An Empirical Exploration of Gradient Correlations in Deep Learning

Daniel Rothchild, Roy Fox, Noah Golmant, Joseph Gonzalez, Michael Mahoney, Kai Rothauge, Ion Stoica, and Zhewei Yao

Integration of Deep Learning Theories workshop (DLT @ NeurIPS), 2018

BibTeX

@conference{ Rothchild2018Grad,
  Title = "An Empirical Exploration of Gradient Correlations in Deep Learning",
  Author = "Daniel Rothchild and Roy Fox and Noah Golmant and Joseph Gonzalez and Michael Mahoney and Kai Rothauge and Ion Stoica and Zhewei Yao",
  Booktitle = "Integration of Deep Learning Theories workshop (DLT @ NeurIPS)",
  Year = "2018"
}

We introduce the mean and RMS dot product between normalized gradient vectors as tools for investigating the structure of loss functions and the trajectories followed by optimizers.
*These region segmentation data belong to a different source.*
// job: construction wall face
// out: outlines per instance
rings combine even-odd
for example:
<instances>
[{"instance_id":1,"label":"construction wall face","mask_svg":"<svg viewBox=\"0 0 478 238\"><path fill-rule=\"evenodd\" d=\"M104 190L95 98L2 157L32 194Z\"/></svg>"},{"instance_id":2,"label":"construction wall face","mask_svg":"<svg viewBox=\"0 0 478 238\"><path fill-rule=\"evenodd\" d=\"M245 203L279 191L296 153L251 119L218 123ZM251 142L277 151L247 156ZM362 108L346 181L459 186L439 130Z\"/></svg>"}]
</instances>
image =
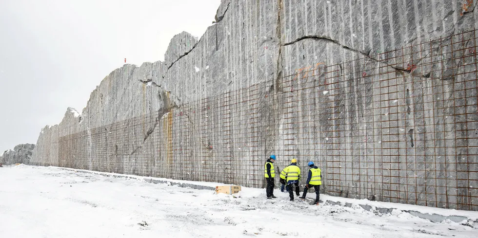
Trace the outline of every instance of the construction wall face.
<instances>
[{"instance_id":1,"label":"construction wall face","mask_svg":"<svg viewBox=\"0 0 478 238\"><path fill-rule=\"evenodd\" d=\"M44 128L32 163L264 187L275 154L302 184L314 161L322 193L478 210L476 3L327 1L223 0L199 41Z\"/></svg>"}]
</instances>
We show that these quantities are sensitive to well-understood properties of the optimization algorithm, and we argue that investigating these quantities in detail can provide insight into properties that are less well understood. Using these tools, we observe that variance in the gradients of the loss function can be mostly explained by a small number of dimensions, and we compare results when training networks within the subspace spanned by the first few gradients to those obtained by training within a randomly chosen subspace.